Chronic graft versus host disease burden and late transplant complications are lower following adult double cord blood versus matched unrelated donor peripheral blood transplantation

Bone Marrow Transplantation volume 51, pages 15881593 (2016) | Download Citation

Subjects

Abstract

Adult umbilical cord blood transplantation (CBT) has emerged as an important option for patients lacking matched related (MRD) and matched unrelated donors (MUD). We compared chronic GVHD (cGVHD) incidence, immunosuppression burden and late infections and hospitalizations in consecutive patients undergoing CBT (n=51) versus peripheral blood MUD transplant (n=57) at our center between June 2009 and April 2014. At 3 years post transplantation, the cumulative incidence (CI) of moderate to severe cGVHD was 44% following MUD versus 8% following CBT (P=0.0006) and CI of any cGVHD was 68% following MUD versus 32% following CBT (P=0.0017). Median time to being off immunosuppression among CB patients was 268 days versus not reached among MUD patients (P<0.0001). Late infections and late hospitalized days were reduced in CB patients (P=0.1 and <0.001, respectively). Three-year CI of transplant-related mortality (TRM) and relapse as well as 3-year overall survival (OS) were similar following CB and MUD transplantation. We demonstrate a significantly lower incidence of cGVHD, immunosuppression burden and late complication rate following UCB versus peripheral blood MUD transplant without decreased OS, increased relapse or early TRM. Combined with the rapid availability of UCB, these findings have led our center to move primarily to UCB over peripheral blood MUD when a MRD is not available.

Introduction

Umbilical cord blood (CB) has emerged as an important donor source for patients lacking matched related (MRD) and matched unrelated donors (MUDs). Numerous recent studies comparing transplantation outcomes using each donor source have demonstrated similar overall survival (OS) in both adult and pediatric populations.1, 2, 3, 4, 5, 6 However, owing to ongoing concerns about graft failure, delayed engraftment, delayed immune reconstitution and costs following CB transplantation (CBT), most adult centers currently prioritize MUD over CB.

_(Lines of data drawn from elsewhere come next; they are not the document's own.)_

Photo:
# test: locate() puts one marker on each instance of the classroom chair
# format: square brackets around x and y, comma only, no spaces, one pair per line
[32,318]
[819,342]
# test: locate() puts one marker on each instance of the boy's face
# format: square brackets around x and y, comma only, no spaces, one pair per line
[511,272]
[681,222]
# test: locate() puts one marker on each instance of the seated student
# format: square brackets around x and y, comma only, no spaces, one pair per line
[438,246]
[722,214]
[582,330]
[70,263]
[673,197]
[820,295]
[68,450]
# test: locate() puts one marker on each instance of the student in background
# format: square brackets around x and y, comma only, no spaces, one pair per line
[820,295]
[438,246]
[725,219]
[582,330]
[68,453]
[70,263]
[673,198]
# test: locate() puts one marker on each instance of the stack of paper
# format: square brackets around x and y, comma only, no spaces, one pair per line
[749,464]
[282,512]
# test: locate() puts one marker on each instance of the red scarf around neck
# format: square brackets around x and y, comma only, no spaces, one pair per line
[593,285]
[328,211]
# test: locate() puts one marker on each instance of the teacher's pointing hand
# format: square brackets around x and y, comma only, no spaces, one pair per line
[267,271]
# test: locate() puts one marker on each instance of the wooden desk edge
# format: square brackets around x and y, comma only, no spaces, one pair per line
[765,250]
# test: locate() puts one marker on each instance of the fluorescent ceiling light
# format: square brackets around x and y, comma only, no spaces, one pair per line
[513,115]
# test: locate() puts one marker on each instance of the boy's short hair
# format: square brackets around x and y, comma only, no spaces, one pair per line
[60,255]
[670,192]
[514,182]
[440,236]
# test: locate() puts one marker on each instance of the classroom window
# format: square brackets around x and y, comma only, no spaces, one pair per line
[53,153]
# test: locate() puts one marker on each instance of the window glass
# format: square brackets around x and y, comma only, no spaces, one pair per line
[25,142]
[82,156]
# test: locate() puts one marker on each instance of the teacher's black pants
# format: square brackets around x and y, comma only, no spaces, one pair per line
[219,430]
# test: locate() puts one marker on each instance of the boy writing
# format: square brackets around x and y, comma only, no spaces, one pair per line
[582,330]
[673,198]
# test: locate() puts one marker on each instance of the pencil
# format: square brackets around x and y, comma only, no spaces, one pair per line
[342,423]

Among long-term relapse-free survivors of transplantation, chronic GVHD (cGVHD) and its sequelae account for the majority of post-transplant morbidity and mortality. We compared outcomes of consecutive adult peripheral blood MUD and CBT at our center with a focus on cGVHD as well as late infections and hospitalizations. Whereas OS, relapse, and both early and late transplant-related mortality (TRM) were comparable between each group, the incidence of cGVHD, time to immunosuppression withdrawal and incidence of late post-transplantation infections and hospitalizations were lower following CBT versus peripheral blood MUD transplantation.

Patients and methods

Patients

We compared outcomes in consecutive patients undergoing first CB (n=51) versus first peripheral blood MUD transplantation (n=57) at our center between June 2009 and April 2014. No bone marrow transplants were performed for hematologic malignancies during this period. All patients signed IRB-approved informed consent authorizing data collection for this study. Patients were treated on multiple protocols including research and standard of care regimens. Acute GVHD (aGVHD) was graded according to established criteria.7 cGVHD and late aGVHD was graded according to the 2005 National Institutes of Health (NIH) consensus criteria.8 Patient and transplant details are summarized in Table 1. Among CB patients, median age at transplant was 58 (range 22–73) versus 54 (range 18–72) among MUDs. Eighteen CB patients underwent myeloablative conditioning and 33 patients underwent non-myeloablative conditioning for ALL (n=7), AML (n=27), myelodysplastic syndrome (n=5), CLL (n=3), non Hodgkins lymphoma (n=7) and CML (n=2). GVHD prophylaxis was cyclosporine and mycophenolate mofetil. All CB patients received double cord transplants. Median cryopreserved total nucleated cell dose per unit was 2.3 × 107/kg (1.5–5.1). Matching was 4/6, 4/6 n=9, 4/6, 5/6 n=11, 5/6,5/6 n=20, 6/6,5/6 n=5, 6/6,6/6 n=4, 6/6/, 4/6 n=2. Fifty-four MUD patients were 10/10 matched and three patients were 8/8 matched (DQ mismatched). Eighteen patients underwent myeloablative conditioning (tacrolimus/methotrexate GVHD prophylaxis) and 39 patients underwent non-myeloablative conditioning (tacrolimus/mycophenolate mofetil GVHD prophylaxis) for ALL (n=8), AML (n=13), non Hodgkins lymphoma (n=15), myelodysplastic syndrome (n=10), CLL (n=5) and other (n=6). For all patients, standard immunosuppression taper in the absence of GVHD or relapse was scheduled to be completed approximately 6 months following transplant. Through November 2013, our donor selection algorithm prioritized MUDs over CB, and all CB transplants were performed on patients lacking available MUDs. On the basis of preliminary analyses of the data presented in this manuscript, our donor selection algorithm shifted to prioritizing CB over MUD transplant in November 2013. Between November 2013 and April 2014, 13 CB and 2 MUD transplants were performed. As a result, median follow-up is shorter in the CB population. However, all results are similar to analyses performed on patients transplanted between June 2009 and November 2013.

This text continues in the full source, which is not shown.